Carleton University Art Gallery CUAG

Alootook Ipellie: Walking Both Sides of an Invisible Border

Curated by Sandra Dyck, Heather Igloliorte, Christine Lalonde

17 September – 09 December 2018

Alootook Ipellie (1951-2007) was born at Nuvuqquq on Baffin Island and grew up in Iqaluit before moving to Ottawa as a young man. He started working as a translator, illustrator and reporter for Inuit Monthly (renamed Inuit Today) in the early 1970s, and later was its editor. Through his widely read poems, articles and essays, Ipellie gave voice to important cultural, political and social issues affecting Inuit Nunangat, with humour and immense patience. Ipellie was a prodigious artist, creating hundreds of political cartoons, serial comic strips including “Ice Box” and “Nuna and Vut,” and larger drawings, of which those published in his book Arctic Dreams and Nightmares (1993) are well known. This first retrospective of Alootook Ipellie’s extraordinary work draws from the many aspects of his career, demonstrating the importance and continued relevance of his voice and vision.
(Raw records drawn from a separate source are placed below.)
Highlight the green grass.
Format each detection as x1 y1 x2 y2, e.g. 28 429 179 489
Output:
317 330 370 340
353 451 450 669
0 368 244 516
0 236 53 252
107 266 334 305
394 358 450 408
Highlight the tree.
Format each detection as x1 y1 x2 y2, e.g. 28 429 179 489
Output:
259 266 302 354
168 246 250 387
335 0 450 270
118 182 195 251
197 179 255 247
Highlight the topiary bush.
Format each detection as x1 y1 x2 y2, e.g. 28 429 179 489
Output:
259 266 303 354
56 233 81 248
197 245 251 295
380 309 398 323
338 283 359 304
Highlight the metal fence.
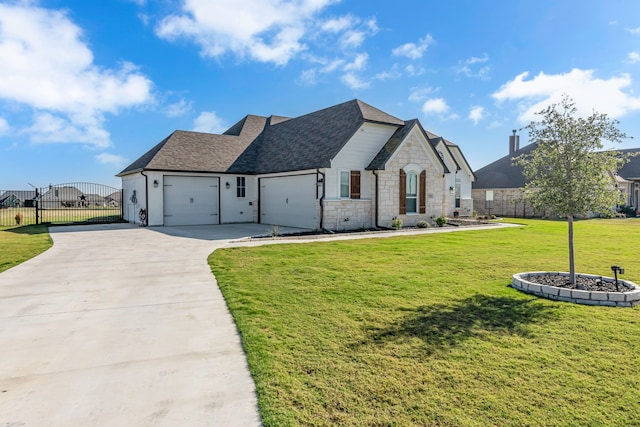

CUAG acknowledges with gratitude the many lenders whose generosity has made Walking Both Sides of an Invisible Border possible. The organizational lenders are: Richard F. Brush Gallery at St. Lawrence University, Canada Council Art Bank, Cape Breton University Art Gallery, the Government of Saskatchewan, Inuit Tapiriit Kanatami, Nortext Publishing Corporation and Nunavut Tunngavik Incorporated. The individual lenders are: Annalise and Kurt Biedermann, Ernie and Sandy Bies, Victoria Freeman, Charles R. J. Gardner, E. Gedalof and S. Davies, C. Hunt and R. Goldsworth, Lynn Jamieson and the late Geoffrey S. Lester, Marjorie and Michael P.J. Kennedy, Joyce MacPhee, Fred and Gardiea Maiczan, Senator Dennis Patterson, and Kirk Reid, as well as others who wish to remain anonymous.

Alootook Ipellie: Walking Both Sides of an Invisible Border is an internationally touring retrospective. After its presentation at CUAG, the exhibition will be presented at Richard F. Brush Art Gallery, St. Lawrence University, Canton, NY (winter 2019); Nunatta Sunakkutaangit Museum, Iqaluit (spring 2019); Art Gallery of Hamilton (fall 2019); and Gallery 1C03, University of Winnipeg (spring 2020).